The spring of 1853 saw an uptick in Clara’s compositional activity. In June, she wrote a set of variations based on one of Robert’s piano pieces and presented it to him as a birthday offering. The Three Romances for Piano, a set of six songs, and the Three Romances for Violin and Piano completed the season’s output. (Robert was also on a compositional roll that summer—his last, as it turned out, before he began his long descent into severe mental illness.) Dedicated to the great Hungarian violinist Joseph Joachim, with whom Clara often performed, the Op. 22 Romances are a charming, if lightweight, sequel to her powerful Piano Trio of 1846. In their fanciful spontaneity of expression, they bear a marked family resemblance to Robert’s own “character pieces,” such as the Romances for Oboe and Piano, Op. 94.

 

A Closer Listen

 

The first Romance, in the warm key of D-flat major, is characterized by a leisurely, rocking rhythm in the piano, which provides supple support for the violin’s soaring, decorously ornate melody. In the Allegretto, the violin’s theme—embellished with grace notes and trills—flits capriciously between G minor and G major; it echoes the first of Robert’s Op. 94 Romances in its playfully arching contours. The long-breathed lyricism of the third Romance is accentuated by the softly rippling arpeggios in the piano part. As a contemporary reviewer remarked: “All three pieces display an individual character conceived in a truly sincere manner and written in a delicate, fragrant hand; although the violin melodies are simple, they are handled very effectively with interesting harmonies and accompaniments as well as with contrasting melodies, all without exaggeration.”

 

 

JOHANNES BRAHMS
Violin Sonata No. 3 in D Minor, Op. 108

 

About the Composer

 

Johannes Brahms first met the violinist and composer Joseph Joachim in the spring of 1853. Although only two years older than Brahms, the concertmaster of the Hanover court orchestra was already an international celebrity. “As an artist I really have no greater wish than to have more talent so that I can learn still more from such a friend,” Brahms wrote in the first flush of their friendship. Joachim’s practical knowledge of both violin and orchestra made him a valuable sounding board.
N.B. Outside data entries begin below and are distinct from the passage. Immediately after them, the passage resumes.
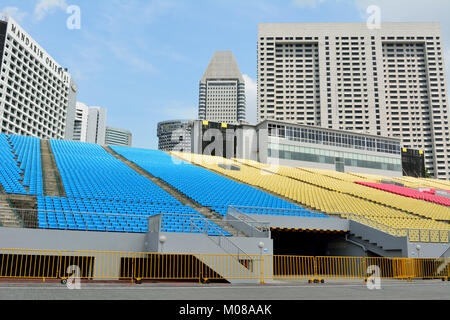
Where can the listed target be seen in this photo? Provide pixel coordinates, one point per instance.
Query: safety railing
(413, 235)
(95, 265)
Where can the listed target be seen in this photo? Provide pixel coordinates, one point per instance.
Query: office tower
(89, 124)
(222, 90)
(175, 135)
(118, 137)
(37, 95)
(389, 81)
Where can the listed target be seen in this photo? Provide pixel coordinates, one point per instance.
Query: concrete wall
(199, 243)
(303, 223)
(36, 239)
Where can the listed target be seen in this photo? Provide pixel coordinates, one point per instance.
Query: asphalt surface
(301, 290)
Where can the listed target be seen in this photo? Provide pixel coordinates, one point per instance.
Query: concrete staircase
(8, 219)
(376, 241)
(52, 182)
(204, 211)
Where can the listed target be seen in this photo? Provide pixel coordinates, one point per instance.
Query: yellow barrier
(94, 265)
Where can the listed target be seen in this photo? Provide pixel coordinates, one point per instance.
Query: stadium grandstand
(78, 199)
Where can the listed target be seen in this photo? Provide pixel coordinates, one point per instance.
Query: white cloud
(14, 13)
(45, 7)
(251, 91)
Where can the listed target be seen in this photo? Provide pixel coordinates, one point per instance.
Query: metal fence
(95, 265)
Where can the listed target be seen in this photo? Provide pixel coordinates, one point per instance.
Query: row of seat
(21, 165)
(205, 187)
(407, 192)
(96, 183)
(278, 180)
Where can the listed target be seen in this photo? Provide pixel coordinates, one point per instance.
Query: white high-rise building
(37, 95)
(118, 137)
(222, 90)
(89, 124)
(389, 81)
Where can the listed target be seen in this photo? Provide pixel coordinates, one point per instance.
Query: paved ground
(301, 290)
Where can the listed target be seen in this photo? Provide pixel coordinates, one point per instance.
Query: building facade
(89, 124)
(283, 143)
(175, 135)
(37, 95)
(222, 90)
(344, 76)
(118, 137)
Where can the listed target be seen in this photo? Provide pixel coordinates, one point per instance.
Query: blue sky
(143, 59)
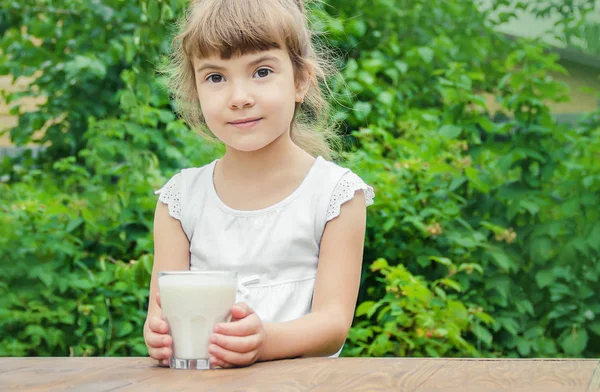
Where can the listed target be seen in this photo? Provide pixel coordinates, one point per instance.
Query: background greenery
(485, 236)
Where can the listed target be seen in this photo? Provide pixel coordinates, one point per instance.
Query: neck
(269, 159)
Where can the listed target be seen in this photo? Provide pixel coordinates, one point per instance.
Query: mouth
(246, 122)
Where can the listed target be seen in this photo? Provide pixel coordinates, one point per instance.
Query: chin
(250, 145)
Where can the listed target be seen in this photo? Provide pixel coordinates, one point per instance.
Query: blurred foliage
(484, 240)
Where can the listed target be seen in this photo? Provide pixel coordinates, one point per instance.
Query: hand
(239, 342)
(157, 338)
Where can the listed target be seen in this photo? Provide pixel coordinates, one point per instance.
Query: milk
(192, 303)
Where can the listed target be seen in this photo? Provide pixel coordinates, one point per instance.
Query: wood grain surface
(312, 374)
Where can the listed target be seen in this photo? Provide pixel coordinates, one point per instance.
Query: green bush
(484, 240)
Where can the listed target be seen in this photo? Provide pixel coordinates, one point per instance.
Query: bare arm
(324, 330)
(171, 252)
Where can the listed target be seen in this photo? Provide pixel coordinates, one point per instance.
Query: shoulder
(347, 186)
(176, 190)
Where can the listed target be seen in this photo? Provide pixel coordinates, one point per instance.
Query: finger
(239, 359)
(240, 311)
(159, 353)
(158, 340)
(247, 326)
(237, 344)
(158, 325)
(217, 363)
(163, 362)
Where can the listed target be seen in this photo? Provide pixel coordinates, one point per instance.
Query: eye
(214, 78)
(263, 73)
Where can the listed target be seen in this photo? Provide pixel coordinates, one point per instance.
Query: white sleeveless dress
(275, 250)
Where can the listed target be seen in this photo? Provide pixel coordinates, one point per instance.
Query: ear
(303, 82)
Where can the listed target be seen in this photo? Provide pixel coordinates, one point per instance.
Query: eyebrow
(252, 63)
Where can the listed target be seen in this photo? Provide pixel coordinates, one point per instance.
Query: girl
(273, 207)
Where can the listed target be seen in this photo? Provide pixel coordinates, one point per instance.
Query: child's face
(258, 86)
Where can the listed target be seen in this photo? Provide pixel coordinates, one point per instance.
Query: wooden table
(315, 374)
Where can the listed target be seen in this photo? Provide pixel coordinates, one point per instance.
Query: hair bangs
(228, 28)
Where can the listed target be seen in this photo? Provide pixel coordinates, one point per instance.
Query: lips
(246, 123)
(245, 120)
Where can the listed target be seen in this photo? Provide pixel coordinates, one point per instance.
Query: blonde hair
(229, 28)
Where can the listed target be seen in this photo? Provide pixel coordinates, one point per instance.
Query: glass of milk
(192, 303)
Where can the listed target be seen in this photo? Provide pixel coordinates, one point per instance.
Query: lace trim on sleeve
(345, 190)
(170, 194)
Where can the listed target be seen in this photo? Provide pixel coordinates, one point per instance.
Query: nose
(241, 97)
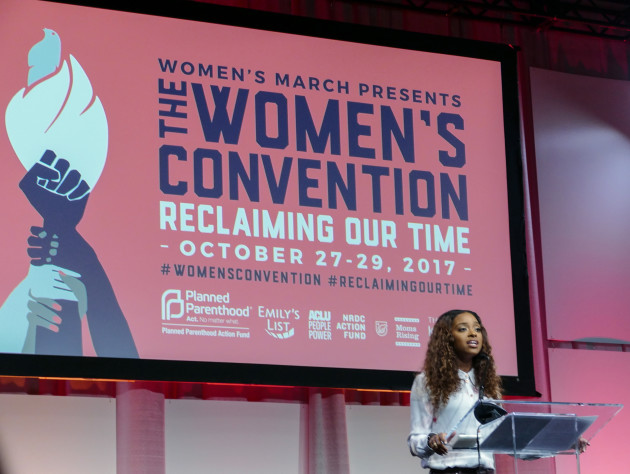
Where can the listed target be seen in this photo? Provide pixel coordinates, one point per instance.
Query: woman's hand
(437, 443)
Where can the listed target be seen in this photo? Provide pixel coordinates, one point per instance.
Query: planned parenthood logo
(172, 305)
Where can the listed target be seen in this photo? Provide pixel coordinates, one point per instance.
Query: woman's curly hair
(440, 363)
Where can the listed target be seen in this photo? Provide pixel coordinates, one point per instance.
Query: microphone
(485, 412)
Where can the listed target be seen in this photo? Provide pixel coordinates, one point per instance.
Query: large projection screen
(215, 194)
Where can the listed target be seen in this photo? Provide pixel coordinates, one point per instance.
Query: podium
(529, 437)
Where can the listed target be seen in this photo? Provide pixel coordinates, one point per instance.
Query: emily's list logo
(172, 305)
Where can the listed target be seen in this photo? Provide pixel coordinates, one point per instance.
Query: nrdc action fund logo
(172, 305)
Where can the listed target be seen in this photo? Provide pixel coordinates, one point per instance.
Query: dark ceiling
(604, 19)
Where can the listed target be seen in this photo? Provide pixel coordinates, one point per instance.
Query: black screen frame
(195, 371)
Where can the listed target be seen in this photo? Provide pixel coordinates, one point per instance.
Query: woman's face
(467, 337)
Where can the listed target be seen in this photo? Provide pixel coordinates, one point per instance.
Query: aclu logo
(172, 305)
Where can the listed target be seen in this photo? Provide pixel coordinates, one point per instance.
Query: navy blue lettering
(237, 172)
(329, 131)
(220, 123)
(305, 182)
(347, 191)
(356, 130)
(166, 151)
(200, 173)
(376, 172)
(429, 193)
(448, 194)
(262, 138)
(389, 128)
(277, 187)
(459, 159)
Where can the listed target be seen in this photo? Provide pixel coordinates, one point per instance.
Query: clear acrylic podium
(531, 434)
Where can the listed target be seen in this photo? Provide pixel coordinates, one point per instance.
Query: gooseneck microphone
(485, 412)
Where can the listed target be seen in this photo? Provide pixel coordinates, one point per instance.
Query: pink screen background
(120, 52)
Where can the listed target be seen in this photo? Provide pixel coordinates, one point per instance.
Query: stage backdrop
(205, 192)
(582, 129)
Brahms turned to him for advice throughout his life, especially in the decade between 1878 and 1888, when he was writing his D-Major Violin Concerto and three violin sonatas.

 

About the Work

 

Brahms’s Third Sonata, in the “dark” key of D minor, is weightier and more overtly dramatic than its predecessors in G major and A major. Its dedicatee, Hans von Bülow, cut a notably titanic figure at the keyboard as well as on the podium, and the sonata’s impassioned, virtuosic character may well bear his stamp as much as that of Joachim. The music may also allude to Brahms’s long-simmering love for the pianist-composer Clara Schumann. Upon receiving the score, she wrote coquettishly to the 55-year-old composer that the third movement reminded her of “a beautiful girl sweetly frolicking with her lover—then suddenly in the middle of it all, a flash of deep passion, only to make way for sweet dalliance once more.”

 

A Closer Listen

 

Whatever feelings it expresses, the D-Minor Sonata is unquestionably infused with passion. From the first bars of the opening Allegro, the staggered eighth notes and recurrent dynamic swellings indicate the music’s underlying turbulence. The mood of barely contained wildness is briefly dispelled in the majestic D-major Adagio—one of Brahms’s most concentratedly intense slow movements, despite its brevity. This leads to an ethereal scherzo in F-sharp minor, whose opening theme returns at the end in a deceptively tranquil reminiscence. (Clara Schumann likened this delicate and devilishly difficult passage to walking on eggshells.) In the final Presto agitato, the sonata’s pent-up energy bursts forth in a high-spirited romp in 6/8 meter, charged with stabbing accents and syncopations.